CVS competition CVS is the most popular open-source code revision control system. Actually "most popular" is an euphemism - CVS enjoys total market dominance, being a default choice for individuals as well as being used by source-code farms like SourceForge. For many years CVS was unchallenged despite its many flaws, among which the most serious are:

  • it's slow
  • no support for versioned renaming files and creating/deleting dictionaries
  • no support for atomic commits over multiple files
  • weak tagging and branching support
  • no support for distributed repositories
There are few commercial tools that are more advanced than CVS (most notably Perforce and BitKeeper) but no open-source competitor was in sight until recently. Now there's in abundance of competition from: All those projects want to plug the most obvious CVS flaws and add some things of their own.

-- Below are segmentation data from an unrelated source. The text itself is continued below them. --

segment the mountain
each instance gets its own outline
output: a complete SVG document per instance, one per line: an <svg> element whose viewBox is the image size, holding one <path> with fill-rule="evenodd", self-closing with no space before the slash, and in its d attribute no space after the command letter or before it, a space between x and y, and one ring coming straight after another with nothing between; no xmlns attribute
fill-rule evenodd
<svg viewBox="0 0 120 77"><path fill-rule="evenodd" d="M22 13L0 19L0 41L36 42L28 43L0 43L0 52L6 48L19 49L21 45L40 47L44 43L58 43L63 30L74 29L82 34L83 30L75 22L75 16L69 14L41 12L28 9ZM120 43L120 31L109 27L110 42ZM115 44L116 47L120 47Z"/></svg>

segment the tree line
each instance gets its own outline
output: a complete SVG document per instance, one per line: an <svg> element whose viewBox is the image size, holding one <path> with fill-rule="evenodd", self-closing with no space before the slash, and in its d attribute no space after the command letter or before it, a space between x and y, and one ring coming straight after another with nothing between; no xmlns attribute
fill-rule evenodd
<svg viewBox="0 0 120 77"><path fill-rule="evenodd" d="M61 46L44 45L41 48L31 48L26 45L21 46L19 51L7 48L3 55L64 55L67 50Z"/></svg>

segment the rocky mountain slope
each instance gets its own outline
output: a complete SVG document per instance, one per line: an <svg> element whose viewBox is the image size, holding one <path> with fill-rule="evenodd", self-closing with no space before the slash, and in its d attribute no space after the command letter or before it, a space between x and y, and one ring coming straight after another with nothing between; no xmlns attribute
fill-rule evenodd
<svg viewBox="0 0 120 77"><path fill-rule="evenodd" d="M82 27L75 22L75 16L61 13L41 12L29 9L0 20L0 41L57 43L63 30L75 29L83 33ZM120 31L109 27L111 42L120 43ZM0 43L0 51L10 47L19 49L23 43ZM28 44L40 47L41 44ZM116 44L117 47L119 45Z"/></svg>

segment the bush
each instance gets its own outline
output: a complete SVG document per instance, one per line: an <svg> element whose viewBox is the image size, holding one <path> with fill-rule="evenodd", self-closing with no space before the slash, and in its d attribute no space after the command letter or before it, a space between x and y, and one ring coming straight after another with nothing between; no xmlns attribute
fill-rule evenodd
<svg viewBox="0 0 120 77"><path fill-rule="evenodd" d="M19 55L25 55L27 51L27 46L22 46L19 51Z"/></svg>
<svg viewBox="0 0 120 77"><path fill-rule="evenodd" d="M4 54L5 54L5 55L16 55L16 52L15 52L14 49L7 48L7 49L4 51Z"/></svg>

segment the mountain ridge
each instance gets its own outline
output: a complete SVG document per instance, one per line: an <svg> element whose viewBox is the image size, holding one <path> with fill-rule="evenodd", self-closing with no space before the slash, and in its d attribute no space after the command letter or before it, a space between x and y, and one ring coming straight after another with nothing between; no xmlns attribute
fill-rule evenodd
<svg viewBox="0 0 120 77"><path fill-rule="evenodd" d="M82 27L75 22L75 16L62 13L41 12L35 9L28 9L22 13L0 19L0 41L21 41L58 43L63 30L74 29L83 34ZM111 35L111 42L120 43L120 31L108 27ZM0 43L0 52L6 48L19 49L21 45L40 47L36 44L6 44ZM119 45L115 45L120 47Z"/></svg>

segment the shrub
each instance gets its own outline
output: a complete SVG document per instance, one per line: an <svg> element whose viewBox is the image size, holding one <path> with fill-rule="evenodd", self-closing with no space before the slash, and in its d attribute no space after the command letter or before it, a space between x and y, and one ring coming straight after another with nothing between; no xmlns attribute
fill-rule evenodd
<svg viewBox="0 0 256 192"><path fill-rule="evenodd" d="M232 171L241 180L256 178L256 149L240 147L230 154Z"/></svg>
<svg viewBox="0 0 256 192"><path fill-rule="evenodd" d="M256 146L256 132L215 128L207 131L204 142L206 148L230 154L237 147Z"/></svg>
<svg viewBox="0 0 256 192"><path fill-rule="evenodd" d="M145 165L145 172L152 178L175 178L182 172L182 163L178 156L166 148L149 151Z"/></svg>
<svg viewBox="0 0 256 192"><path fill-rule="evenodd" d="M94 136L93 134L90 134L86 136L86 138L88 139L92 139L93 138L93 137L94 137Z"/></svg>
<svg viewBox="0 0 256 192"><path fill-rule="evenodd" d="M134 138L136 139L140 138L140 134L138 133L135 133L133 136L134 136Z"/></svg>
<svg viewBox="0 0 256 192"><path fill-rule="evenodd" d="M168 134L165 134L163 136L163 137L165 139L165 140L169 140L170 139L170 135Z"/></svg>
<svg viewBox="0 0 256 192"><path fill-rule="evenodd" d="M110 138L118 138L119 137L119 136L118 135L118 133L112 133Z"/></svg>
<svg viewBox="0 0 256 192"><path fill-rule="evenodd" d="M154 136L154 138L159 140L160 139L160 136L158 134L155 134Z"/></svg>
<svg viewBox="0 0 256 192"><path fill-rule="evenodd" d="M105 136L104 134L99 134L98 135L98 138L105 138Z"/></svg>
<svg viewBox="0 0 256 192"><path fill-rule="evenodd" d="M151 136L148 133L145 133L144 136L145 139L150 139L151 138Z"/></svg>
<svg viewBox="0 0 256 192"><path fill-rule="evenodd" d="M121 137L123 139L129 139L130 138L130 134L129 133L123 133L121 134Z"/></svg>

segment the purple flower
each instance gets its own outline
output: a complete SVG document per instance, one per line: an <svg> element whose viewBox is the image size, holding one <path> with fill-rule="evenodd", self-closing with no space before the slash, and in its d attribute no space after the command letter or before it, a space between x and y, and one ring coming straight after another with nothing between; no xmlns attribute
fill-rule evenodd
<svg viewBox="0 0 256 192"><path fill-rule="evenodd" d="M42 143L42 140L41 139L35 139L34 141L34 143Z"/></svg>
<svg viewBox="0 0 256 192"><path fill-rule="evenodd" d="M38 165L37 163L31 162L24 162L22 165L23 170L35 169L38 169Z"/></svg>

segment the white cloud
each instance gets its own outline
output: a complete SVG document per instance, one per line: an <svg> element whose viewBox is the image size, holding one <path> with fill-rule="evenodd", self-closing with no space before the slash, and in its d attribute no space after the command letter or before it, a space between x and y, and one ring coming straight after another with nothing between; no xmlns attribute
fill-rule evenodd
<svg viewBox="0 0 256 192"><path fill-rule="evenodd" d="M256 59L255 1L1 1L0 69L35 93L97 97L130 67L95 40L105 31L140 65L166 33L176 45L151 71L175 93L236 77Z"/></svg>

At present it looks like Subversion is most advanced. It has been worked on for a long time by a group of capable hackers and this group includes the authors of CVS. This is the only project that doesn't limit the software to *NIX platform but also includes plans for Windows binary (something of great interest to me). Subversion is self-hosting and the magic V1.0 should happen this year. The only problem I can see is that their solution is over-engineered (using Apache with DAV support as the server) which adds (unnecessary?) complexity to the software.

Arch is a solo (so far) effort of Tom Lord, a brilliant (although eccentric) programmer. Arch's design seems to be simplest (simplicity being one of the design goals). Arch server could be an ordinary ftp server and most of the code is implemented as shell scripts. Arch also is self-hosting although after a dynamic start the development slowed down (it seems that author got distracted by re-inventing C, automake, testing framework, Scheme implementation and Wiki implementation and inventing a new business model for free software). Windows compatibility isn't on author's TODO list (although it's possible that someone else will provide that; a Perl port of arch has started and that should be usable on Windows).

The latest announcements comes from OpenCM, created by folks involved in EROS OS and E language. EROS is focused on security and so is OpenCM. OpenCM is also self-hosting (i.e. it more-or-less works). 

It'll be interesting to watch how those systems will fare in a battle with CVS. Is this even possible to displace CVS at this time? It's not perfect but it might just as well be the best proof that "worse is better". Lots of people know and use CVS and they live with its weaknesses. There are plenty of additional tools for CVS: GUI front-ends for *NIX and Windows, web front-ends etc. Additionally those 3 tools will have to fight for a remaining mind-share between themselves.